Une prise en charge en ambulatoire peut être envisagée surtout si :
- L’entourage affectif est de qualité, compréhensif et présent.
- Ambiance dédramatisée mais consciente du problème.
- Bon contact et réponse positive au soutien psychothérapeutique.
- Instauration d’un traitement anxiolytique ou sédatif à posologie efficace.
Le traitement psychotrope sera fonction de la pathologie sous-jacente :
- Une anxiolyse efficace voire une sédation, est souvent nécessaire en début de traitement permettant de diminuer l’angoisse et d’éviter un nouveau passage à l’acte avant la diminution des symptômes ou avant la régression d’une situation de crise.
- Tenir compte de la levée d’inhibition en début de traitement antidépresseur, imposant une surveillance de l’entourage voir une association avec un traitement sédatif.
- Eviter les tricycliques chez les patients déprimés ayant un haut risque.
Une psychothérapie sera associée à la prise en charge du patient, le plus précocement possible.
Il faut assurer une continuité des soins dés le début de la prise en charge du patient, et organiser un suivi après la crise suicidaire ou après la tentative de suicide.
Prévention
Elle repose sur le traitement de fond de l’affection psychiatrique en cause mais aussi et surtout des actions possibles sur un plan psychothérapique et environnemental ; en effet, c’est souvent de la bonne gestion d’une situation de crise et des modifications qui ont pu en découler pour la vie du sujet que repose la meilleure prévention.
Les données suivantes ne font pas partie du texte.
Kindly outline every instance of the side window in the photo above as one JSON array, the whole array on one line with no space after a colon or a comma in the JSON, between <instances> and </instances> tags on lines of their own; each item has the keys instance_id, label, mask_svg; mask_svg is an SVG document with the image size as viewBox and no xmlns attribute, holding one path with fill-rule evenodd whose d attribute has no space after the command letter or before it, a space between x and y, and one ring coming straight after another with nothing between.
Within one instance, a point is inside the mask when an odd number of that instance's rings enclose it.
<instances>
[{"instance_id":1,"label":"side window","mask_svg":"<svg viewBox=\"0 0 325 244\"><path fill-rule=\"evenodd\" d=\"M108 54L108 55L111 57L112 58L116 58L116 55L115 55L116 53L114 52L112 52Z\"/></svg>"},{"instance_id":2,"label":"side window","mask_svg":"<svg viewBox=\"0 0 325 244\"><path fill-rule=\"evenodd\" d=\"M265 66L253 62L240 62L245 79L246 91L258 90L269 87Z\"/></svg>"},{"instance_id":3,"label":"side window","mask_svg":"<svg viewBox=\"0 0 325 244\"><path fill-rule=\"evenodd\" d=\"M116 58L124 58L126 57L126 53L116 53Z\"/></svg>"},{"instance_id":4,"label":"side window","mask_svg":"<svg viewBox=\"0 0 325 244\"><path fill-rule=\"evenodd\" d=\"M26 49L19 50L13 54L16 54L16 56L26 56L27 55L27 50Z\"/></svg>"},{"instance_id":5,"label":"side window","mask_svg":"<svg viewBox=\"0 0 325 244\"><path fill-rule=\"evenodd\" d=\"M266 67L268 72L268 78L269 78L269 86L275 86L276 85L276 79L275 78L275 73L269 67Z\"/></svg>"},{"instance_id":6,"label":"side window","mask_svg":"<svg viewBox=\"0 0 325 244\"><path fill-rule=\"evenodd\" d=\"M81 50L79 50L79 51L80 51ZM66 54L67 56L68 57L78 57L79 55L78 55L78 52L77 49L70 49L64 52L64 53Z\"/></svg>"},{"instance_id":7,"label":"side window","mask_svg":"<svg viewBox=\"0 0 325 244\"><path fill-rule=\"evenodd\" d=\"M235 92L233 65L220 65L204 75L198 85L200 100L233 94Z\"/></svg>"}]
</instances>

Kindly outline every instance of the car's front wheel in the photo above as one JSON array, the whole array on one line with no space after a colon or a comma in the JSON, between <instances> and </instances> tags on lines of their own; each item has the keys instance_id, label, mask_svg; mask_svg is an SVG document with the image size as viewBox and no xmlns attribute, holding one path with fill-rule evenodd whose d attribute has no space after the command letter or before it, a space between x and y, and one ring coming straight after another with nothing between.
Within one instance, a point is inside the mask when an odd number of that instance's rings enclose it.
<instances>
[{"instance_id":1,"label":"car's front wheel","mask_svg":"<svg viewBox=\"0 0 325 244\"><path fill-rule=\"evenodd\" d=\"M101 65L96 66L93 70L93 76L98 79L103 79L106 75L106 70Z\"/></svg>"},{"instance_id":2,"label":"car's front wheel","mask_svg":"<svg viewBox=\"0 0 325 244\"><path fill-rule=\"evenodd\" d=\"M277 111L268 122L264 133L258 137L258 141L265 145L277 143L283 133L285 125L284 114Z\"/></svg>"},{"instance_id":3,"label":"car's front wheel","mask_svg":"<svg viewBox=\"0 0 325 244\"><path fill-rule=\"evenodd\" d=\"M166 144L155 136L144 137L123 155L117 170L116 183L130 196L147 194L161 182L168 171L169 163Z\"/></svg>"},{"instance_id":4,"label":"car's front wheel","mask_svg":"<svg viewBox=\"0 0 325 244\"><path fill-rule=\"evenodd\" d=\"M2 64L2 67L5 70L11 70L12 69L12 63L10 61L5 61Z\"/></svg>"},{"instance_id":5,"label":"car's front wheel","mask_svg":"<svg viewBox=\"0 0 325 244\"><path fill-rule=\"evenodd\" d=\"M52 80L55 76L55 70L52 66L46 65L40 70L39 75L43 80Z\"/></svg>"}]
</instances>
Sans oublier les points suivants :
- Travailler sur les facteurs de risque.
- Assurer une bonne alliance thérapeutique.
- Surveillance à court et à long terme.
Conclusion
- La tentative de suicide est une cause fréquente de consultation en urgence psychiatrique.
- Devant toute TS, il faut toujours rechercher une pathologie psychiatrique associé.
- La prise en charge est pluridisciplinaire de la crise suicidaire.
- L’évaluation du risque suicidaire et de la récidive seront importants dans la prise en charge.
- Il faut prendre en compte les interrelations de l’individu avec son entourage et avec l’ensemble de l’entourage social.
- Sensibiliser les médecins des autres spécialités.